Изображая смену феодальных отношений капиталистическими, крушение монархической Франции, расшатывание здания феодальной Европы или обращаясь в глубь испанской и библейской истории, Фейхтвангер насыщал свои послевоенные произведения параллелями с современностью.
В послесловии к роману «Лисицы в винограднике» он писал, что подлинным его героем является не та или иная историческая личность, а сам прогресс, «тот незримый кормчий истории, который в восемнадцатом столетии был открыт, в девятнадцатом тщательно изучен, описан и оценен, с тем чтобы в двадцатом веке быть тяжко оклеветанным и отвергнутым».
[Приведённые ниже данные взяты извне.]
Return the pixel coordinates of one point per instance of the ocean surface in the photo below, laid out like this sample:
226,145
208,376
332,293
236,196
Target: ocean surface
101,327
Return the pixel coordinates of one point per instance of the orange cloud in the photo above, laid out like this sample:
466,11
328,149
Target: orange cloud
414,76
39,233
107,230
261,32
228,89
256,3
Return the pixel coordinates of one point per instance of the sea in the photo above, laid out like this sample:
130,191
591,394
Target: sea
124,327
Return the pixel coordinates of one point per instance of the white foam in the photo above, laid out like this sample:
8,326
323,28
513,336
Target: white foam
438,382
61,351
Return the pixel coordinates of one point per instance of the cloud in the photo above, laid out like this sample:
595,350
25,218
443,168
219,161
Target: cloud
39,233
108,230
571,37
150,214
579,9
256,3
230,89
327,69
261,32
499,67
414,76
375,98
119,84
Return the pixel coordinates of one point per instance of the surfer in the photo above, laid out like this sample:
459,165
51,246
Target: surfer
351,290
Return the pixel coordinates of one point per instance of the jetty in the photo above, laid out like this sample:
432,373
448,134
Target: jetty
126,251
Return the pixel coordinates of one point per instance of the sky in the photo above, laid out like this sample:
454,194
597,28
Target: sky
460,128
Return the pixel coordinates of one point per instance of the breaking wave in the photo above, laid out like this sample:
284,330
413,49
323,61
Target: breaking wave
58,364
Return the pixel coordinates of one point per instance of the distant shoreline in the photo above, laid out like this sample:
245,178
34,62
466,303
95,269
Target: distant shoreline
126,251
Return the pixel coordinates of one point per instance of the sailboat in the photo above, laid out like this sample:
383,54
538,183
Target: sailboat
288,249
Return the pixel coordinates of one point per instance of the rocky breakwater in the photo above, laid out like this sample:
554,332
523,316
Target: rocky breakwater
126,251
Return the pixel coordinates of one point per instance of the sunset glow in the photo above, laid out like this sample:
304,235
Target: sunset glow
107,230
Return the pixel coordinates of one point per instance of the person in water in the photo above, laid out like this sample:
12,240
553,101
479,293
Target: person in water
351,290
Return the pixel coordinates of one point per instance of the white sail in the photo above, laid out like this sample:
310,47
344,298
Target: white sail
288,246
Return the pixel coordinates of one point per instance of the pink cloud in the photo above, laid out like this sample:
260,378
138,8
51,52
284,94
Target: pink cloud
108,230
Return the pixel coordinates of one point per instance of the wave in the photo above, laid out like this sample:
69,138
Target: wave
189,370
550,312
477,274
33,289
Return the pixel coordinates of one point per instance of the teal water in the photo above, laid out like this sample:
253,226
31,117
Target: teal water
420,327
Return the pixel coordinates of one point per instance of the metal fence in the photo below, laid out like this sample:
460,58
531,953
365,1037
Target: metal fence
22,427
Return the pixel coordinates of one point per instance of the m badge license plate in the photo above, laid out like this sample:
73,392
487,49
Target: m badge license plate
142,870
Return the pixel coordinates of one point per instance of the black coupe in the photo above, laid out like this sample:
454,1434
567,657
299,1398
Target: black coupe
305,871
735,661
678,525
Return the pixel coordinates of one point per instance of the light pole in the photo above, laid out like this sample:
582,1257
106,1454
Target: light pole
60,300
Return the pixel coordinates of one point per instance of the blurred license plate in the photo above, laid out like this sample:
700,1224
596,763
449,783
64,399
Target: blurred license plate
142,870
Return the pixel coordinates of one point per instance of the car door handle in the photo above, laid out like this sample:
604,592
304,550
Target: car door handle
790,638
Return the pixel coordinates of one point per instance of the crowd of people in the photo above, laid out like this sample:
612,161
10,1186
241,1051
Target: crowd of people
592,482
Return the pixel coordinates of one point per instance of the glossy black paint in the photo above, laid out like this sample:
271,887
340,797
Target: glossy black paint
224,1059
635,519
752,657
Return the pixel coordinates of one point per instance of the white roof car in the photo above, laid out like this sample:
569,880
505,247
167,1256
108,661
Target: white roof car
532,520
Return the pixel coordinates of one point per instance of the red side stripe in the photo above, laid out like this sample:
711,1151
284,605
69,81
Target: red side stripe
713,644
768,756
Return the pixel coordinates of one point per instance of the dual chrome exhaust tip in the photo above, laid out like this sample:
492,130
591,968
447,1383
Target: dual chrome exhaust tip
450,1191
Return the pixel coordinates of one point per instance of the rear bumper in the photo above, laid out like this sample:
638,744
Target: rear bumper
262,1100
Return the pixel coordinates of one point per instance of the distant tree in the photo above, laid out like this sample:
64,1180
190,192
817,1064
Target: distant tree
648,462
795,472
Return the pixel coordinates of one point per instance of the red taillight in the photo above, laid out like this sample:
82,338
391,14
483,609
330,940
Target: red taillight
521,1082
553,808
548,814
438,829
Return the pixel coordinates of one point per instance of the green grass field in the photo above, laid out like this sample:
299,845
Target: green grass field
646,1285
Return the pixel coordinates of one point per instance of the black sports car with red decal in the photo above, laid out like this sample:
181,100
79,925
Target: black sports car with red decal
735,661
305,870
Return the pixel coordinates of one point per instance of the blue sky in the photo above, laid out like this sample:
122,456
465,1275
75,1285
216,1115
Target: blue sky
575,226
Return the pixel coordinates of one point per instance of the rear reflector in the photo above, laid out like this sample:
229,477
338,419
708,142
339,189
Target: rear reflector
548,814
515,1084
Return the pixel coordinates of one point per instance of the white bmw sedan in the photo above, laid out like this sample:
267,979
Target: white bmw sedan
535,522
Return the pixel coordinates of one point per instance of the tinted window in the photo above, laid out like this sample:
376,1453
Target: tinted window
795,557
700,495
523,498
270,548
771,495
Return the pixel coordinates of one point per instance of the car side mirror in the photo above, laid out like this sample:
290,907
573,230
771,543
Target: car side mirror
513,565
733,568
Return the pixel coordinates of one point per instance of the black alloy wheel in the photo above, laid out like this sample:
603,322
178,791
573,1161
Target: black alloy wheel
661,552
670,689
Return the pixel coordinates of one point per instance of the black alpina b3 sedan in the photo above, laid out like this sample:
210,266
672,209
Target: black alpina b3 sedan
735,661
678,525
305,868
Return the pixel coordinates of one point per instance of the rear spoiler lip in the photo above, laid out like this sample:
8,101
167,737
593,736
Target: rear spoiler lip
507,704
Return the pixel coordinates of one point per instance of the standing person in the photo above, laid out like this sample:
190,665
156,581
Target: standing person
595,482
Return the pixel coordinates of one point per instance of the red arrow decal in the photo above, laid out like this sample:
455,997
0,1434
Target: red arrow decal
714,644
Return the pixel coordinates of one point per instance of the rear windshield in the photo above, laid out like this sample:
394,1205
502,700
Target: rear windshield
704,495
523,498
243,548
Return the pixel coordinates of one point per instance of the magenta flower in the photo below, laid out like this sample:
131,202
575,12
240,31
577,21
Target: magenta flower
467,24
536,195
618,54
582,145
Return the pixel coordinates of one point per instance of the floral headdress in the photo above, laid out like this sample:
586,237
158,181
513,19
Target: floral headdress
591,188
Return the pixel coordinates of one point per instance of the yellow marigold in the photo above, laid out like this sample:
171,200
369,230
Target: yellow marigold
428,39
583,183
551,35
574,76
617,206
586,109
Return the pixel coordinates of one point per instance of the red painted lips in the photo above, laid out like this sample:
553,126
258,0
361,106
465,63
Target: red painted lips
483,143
Несмотря на горечь, присутствующую в этих словах, Фейхтвангер, пересматривая свой прежний взгляд на историю как на трагическое равновесие сил Разума и Варварства, начал признавать неуклонность движения человечества вперед. Идея исторического прогресса становится в его последних романах главной, привнося в них отсутствовавший ранее дух исторического оптимизма. Несомненно, общественная борьба масс привела Фейхтвангера к этой идее. Признавая неизбежность утверждения в жизни новой системы социальных отношений, основанной на началах справедливости, Фейхтвангер писал, что «великие перемены могут совершаться только снизу, массами, народом». Но он по-прежнему полагал, что изменение жизни произойдет лишь тогда, когда изменится сам человек. Умонастроение, объединившее в «Успехе» Тюверлена, Иоганну Крайн, Мартина Крюгера, их вера в стихийную созидательную мощь жизни, которая сама пробьет путь к справедливости, находит в послевоенных романах Фейхтвангера философское обоснование. «Если окинуть взором события последних лет в целом, то, к счастью, можно признать: человечество, вопреки всему, движется вперед, по законам великой, доброй необходимости», — писал он в «Мудрости чудака».